I'm building a lexer in rust, and I am currently resolving tokens using a trie. I am using str
over u8
since I want to be able to accomodate UTF-8 strings, and str
handles a lot of that heavy lifting for me. The current Pattern api allows for specifying multiple chars to match on, but in such cases, there is no way to find out which char the string was matched on. This leads to unergonomic and potentially slower code. Here's what my code looks like now.

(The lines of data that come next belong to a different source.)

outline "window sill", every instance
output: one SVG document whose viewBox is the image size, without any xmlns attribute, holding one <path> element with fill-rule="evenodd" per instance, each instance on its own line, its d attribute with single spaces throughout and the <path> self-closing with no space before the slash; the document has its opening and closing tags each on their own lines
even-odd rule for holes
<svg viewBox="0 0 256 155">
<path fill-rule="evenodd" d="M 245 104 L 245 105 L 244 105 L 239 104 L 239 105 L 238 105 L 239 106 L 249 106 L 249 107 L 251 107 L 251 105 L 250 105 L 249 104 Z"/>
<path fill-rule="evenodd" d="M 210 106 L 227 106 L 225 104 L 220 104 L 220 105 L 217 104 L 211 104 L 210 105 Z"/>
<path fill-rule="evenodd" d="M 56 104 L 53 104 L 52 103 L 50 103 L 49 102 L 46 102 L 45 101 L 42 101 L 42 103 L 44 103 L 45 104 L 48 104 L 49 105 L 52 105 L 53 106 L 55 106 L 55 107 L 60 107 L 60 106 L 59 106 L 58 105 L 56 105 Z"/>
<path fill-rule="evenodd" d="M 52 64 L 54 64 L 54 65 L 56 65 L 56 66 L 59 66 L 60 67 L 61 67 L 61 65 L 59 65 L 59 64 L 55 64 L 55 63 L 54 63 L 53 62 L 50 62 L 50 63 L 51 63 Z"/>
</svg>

if let Some(stripped) = string.strip_prefix('=') {
if let Some(stripped) = string.strip_prefix('=') {
if let Some(stripped) = stripped.strip_prefix('=') {
string = stripped;
make_eqeqeq_token()
} else {
string = stripped;
make_eqeq_token()
}
} else {
string = stripped;
make_eq_token()
}
} else if let Some(stripped) = string.strip_prefix('>') {
if let Some(stripped) = string.strip_prefix('=') {
string = stripped;
make_geq_token()
} else {
string = stripped;
make_greater_token()
}
} else if let Some(stripped) = string.strip_prefix('<') {
// repeats
}
I propose making a method that also returns what character matched, which would allow for a more pattern-matchy syntax like below.
match string.strip_prefix_with_match(&['=', '>', '<', ...]) {
('=', stripped) => match stripped.strip_prefix('=') {
Some(stripped) => match stripped.strip_prefix('=') {
Some(stripped) => {
string = stripped;
make_eqeqeq_token()
}
None => make_eqeq_token()
}
None => make_eq_token()
}
('>', stripped) => match stripped.strip_prefix('=') {
Some(stripped) => {
string = stripped;
make_geq_token()
}
None => make_greater_token()
}
('<', stripped) => match stripped.strip_prefix('=') {
Some(stripped) => {
string = stripped;
make_leq_token()
}
None => make_less_token()
}
('!', stripped) => {/* repeats */}
}
I see two advantages to this approach.
The first is readability. In general, pattern matching is more readable than "if else if else" especially as the number of cases grow. Additionally, in this approach, the reader can figure out which case this corresponds to much quicker since they only needs to read up to ('=', stripped)
, whereas in the current implementation, they would need to read up to almost the very end of the line at strip_prefix
.
Secondly, it may have performance benefits. I preface this by stating that I'm not too well versed in rust internals, but intuitively, in this implementation, only one function call is made followed by matching on a character: an operation which can be optimized to be constant time. In the prior, a function call must be made on each and every case. To be honest, I wouldn't be surprised if this is optimized to effectively be one call + constant time matching by LLVM magic, but this is a relatively minor benefit compared to the first anyways.
There existed a discussion on this here, but that was shut down relatively due to a lack of clear use case. I present my code as a clear use case for a string pattern match that returns the matched pattern.